Considérant que les marges sont substantielles et que les écarts sont généralement plus conséquents, les parapharmacies sont de plus en plus appréciées pour l’achat de certains produits.

Au Maroc, on a ouvert des parapharmacies depuis les années 2004. Ces officines se sont engouffrées dans le vide juridique pour prospérer.
En France, la parapharmacie représente entre 40 et 60 % d’une officine. Un constat qui ne peut qu’exciter les personnes sans emploi et qui cherchent une ouverture. Il est vrai que dans ce pays les procès se sont multipliés, mais « la jurisprudence et la loi se conjuguent pour confirmer que la vente des produits de parapharmacie n’est soumise à aucune autorisation et relève du principe de libre distribution. Cette prise de position a été notamment confirmée pour les produits de cosmétiques et d’hygiène (Cour d‘appel de Paris 1998), les édulcorants de synthèse (loi du 05.01.1988), les laits infantiles (Cour d’appel de Paris 1989) ».
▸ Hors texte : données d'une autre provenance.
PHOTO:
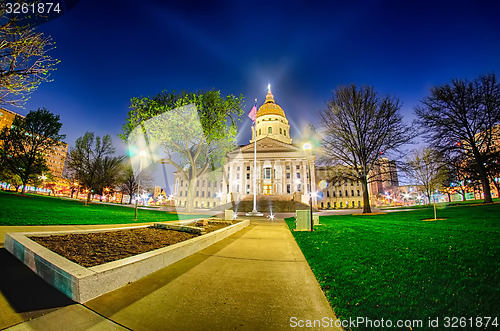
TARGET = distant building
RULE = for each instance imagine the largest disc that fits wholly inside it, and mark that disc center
(55, 159)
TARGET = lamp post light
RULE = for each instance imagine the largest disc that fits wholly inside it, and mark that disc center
(142, 154)
(307, 149)
(43, 178)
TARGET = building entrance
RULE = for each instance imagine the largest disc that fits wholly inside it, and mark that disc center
(267, 189)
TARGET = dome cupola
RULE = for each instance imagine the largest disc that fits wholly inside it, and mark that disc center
(271, 121)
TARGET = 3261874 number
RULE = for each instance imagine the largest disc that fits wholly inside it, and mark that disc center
(471, 322)
(32, 8)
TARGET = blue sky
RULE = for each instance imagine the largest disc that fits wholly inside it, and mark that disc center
(111, 51)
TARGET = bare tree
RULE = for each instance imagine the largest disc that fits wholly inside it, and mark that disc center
(26, 143)
(359, 126)
(460, 117)
(93, 163)
(427, 167)
(24, 59)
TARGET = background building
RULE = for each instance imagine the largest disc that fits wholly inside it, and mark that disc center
(54, 160)
(282, 167)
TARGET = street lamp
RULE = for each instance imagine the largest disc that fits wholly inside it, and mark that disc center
(307, 149)
(43, 178)
(142, 154)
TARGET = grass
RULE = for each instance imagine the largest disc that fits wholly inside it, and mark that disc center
(43, 210)
(439, 204)
(397, 267)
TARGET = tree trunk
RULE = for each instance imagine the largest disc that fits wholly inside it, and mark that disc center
(24, 188)
(191, 195)
(366, 196)
(485, 183)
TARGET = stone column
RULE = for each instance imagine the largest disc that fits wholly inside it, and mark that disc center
(273, 164)
(305, 169)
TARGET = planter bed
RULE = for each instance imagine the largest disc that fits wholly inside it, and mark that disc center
(82, 284)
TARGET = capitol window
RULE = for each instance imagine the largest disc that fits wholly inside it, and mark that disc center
(267, 173)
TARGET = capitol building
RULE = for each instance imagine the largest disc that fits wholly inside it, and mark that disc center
(282, 171)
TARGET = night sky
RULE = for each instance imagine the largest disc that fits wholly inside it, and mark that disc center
(111, 51)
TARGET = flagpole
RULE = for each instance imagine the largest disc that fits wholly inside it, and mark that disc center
(254, 169)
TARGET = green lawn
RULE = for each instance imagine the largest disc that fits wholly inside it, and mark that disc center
(398, 267)
(43, 210)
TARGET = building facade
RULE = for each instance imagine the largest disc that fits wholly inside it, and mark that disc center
(54, 159)
(282, 168)
(282, 171)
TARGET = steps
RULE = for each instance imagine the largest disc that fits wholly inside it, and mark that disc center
(265, 204)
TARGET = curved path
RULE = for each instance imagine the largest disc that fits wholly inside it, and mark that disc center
(255, 279)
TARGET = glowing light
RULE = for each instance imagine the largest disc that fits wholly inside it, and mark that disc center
(323, 184)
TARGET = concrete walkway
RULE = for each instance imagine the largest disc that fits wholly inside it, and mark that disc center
(254, 279)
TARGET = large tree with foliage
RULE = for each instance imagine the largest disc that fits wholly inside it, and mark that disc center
(194, 130)
(460, 117)
(427, 168)
(130, 180)
(25, 61)
(26, 143)
(359, 126)
(94, 164)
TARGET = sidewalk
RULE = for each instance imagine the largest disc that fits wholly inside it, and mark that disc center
(254, 279)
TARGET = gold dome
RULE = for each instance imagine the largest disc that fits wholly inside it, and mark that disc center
(270, 107)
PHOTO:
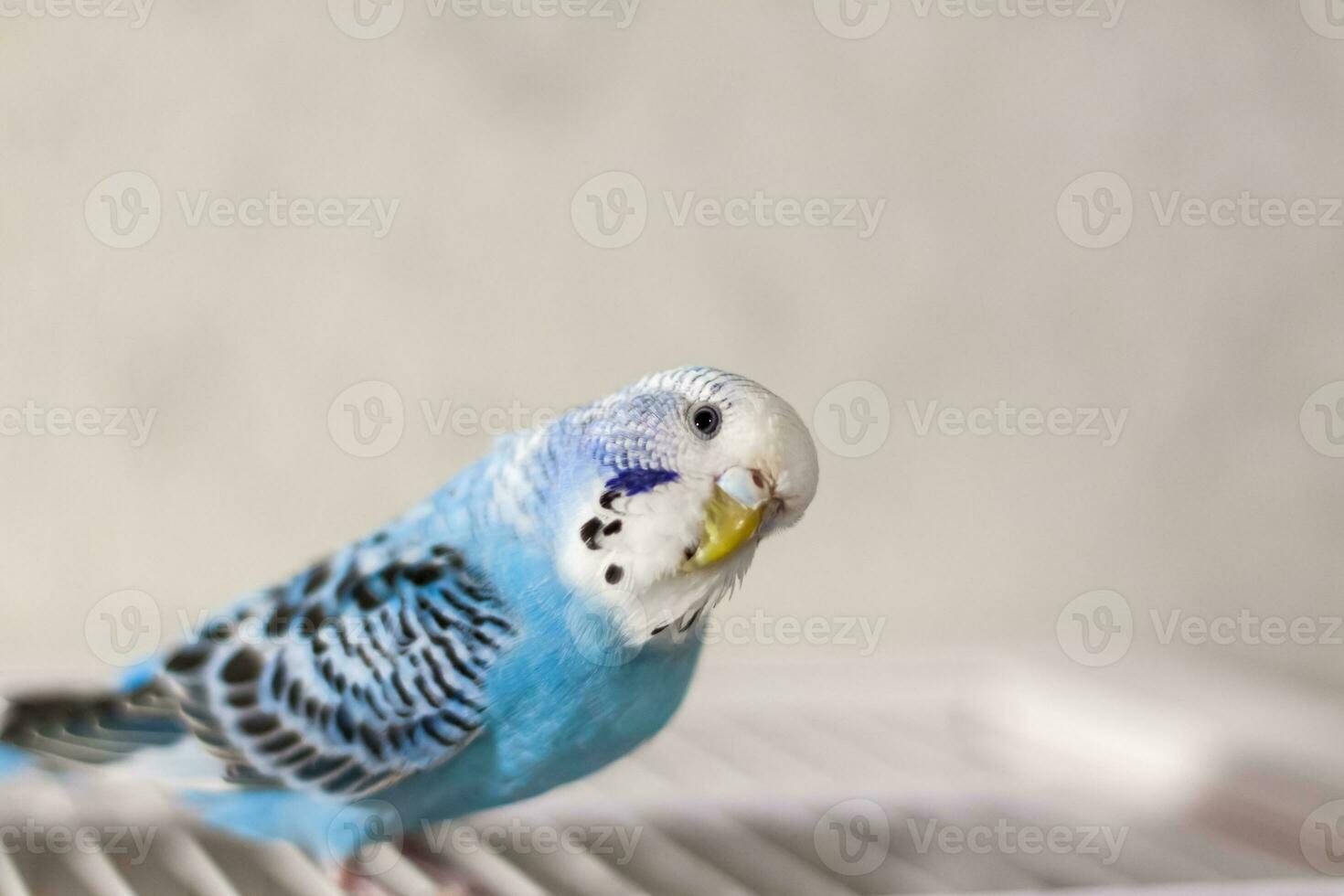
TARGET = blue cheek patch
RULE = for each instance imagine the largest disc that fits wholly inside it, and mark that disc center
(640, 480)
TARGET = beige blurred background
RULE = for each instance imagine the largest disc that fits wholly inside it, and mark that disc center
(485, 293)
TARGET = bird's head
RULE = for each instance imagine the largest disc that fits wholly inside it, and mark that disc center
(683, 475)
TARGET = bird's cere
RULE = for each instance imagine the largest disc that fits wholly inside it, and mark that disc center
(731, 516)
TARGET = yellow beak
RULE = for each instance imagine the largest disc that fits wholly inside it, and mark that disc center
(731, 516)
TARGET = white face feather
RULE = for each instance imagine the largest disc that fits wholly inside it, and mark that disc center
(628, 551)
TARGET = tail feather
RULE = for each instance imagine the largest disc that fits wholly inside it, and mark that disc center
(91, 729)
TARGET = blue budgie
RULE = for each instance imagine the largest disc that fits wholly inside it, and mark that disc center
(526, 624)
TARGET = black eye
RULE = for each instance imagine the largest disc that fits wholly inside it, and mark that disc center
(706, 420)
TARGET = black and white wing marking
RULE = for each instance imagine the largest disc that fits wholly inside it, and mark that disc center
(363, 669)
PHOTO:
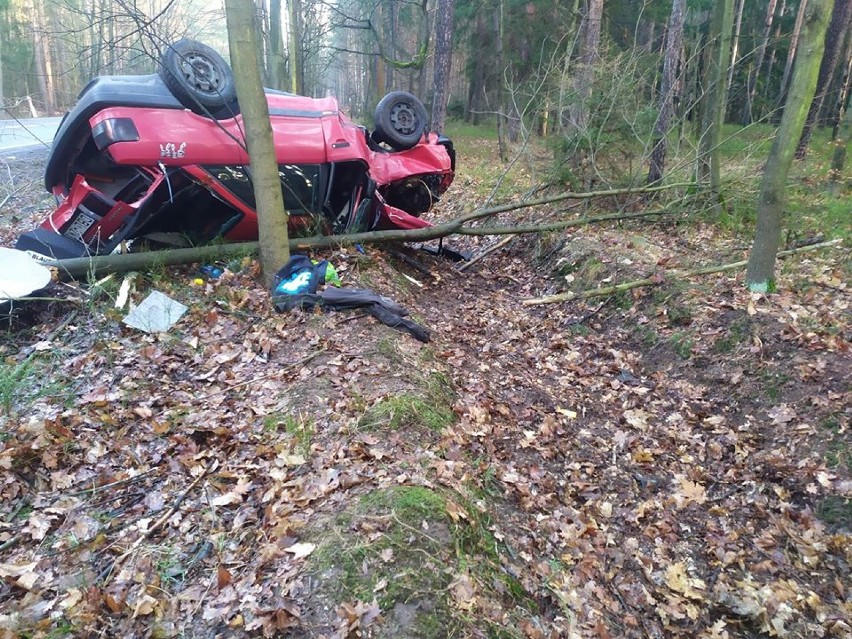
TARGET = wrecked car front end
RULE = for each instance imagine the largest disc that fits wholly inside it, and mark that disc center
(130, 165)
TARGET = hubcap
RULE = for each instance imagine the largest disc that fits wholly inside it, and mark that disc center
(200, 73)
(403, 118)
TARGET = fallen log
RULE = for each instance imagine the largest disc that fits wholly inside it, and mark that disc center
(659, 279)
(122, 262)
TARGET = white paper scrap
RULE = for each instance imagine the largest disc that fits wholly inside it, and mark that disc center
(20, 274)
(156, 314)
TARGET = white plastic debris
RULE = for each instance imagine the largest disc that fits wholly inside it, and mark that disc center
(156, 314)
(20, 274)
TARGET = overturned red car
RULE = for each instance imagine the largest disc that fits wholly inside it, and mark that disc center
(161, 159)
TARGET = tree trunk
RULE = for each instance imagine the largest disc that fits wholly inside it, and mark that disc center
(845, 91)
(771, 64)
(272, 217)
(841, 141)
(443, 58)
(736, 41)
(760, 274)
(476, 90)
(791, 52)
(832, 109)
(585, 72)
(276, 46)
(667, 90)
(297, 80)
(833, 44)
(500, 93)
(2, 35)
(715, 96)
(758, 62)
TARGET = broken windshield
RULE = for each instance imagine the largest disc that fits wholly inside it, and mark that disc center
(300, 185)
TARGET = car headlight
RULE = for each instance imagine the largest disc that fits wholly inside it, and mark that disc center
(114, 130)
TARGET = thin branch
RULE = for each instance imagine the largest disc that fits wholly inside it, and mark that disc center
(659, 279)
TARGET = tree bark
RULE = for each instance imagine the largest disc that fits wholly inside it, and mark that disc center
(772, 55)
(715, 96)
(584, 76)
(297, 79)
(736, 41)
(758, 62)
(276, 46)
(837, 28)
(674, 38)
(272, 217)
(443, 58)
(761, 262)
(791, 52)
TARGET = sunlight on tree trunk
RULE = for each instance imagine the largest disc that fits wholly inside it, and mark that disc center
(761, 261)
(272, 217)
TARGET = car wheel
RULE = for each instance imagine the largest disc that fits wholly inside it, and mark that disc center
(200, 79)
(400, 120)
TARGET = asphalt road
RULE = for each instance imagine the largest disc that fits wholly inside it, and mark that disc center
(17, 135)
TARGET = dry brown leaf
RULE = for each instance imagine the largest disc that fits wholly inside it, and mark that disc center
(301, 550)
(223, 577)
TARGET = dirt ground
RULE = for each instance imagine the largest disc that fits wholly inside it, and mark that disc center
(670, 461)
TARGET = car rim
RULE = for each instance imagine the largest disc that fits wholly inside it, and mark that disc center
(403, 118)
(200, 73)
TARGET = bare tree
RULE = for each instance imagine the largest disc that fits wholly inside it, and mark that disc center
(586, 64)
(715, 96)
(760, 273)
(736, 41)
(443, 58)
(297, 78)
(791, 52)
(667, 90)
(754, 74)
(271, 215)
(837, 29)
Mais en France, certains producteurs spécialisés exigent la présence d’un pharmacien diplômé dans l’officine fournissant des produits parapharmaceutiques pour livrer leurs produits.

C’est une précaution qui pourrait ouvrir la voie à une mise en place d’une réglementation en Tunisie. Elle associerait l’appel à du personnel spécialisé, diplômé, en attente sur la longue liste des pharmaciens formés et non encore à la tête d’une officine aux côtés de ceux qui sont à la recherche d’une possibilité de travail dans un créneau intéressant.

Le ministère de la Santé et l’Ordre des pharmaciens pourraient s’orienter vers cette direction à l’effet de protéger les citoyens contre l’anarchie qui se prépare, tout en préservant l’aspect social de la question.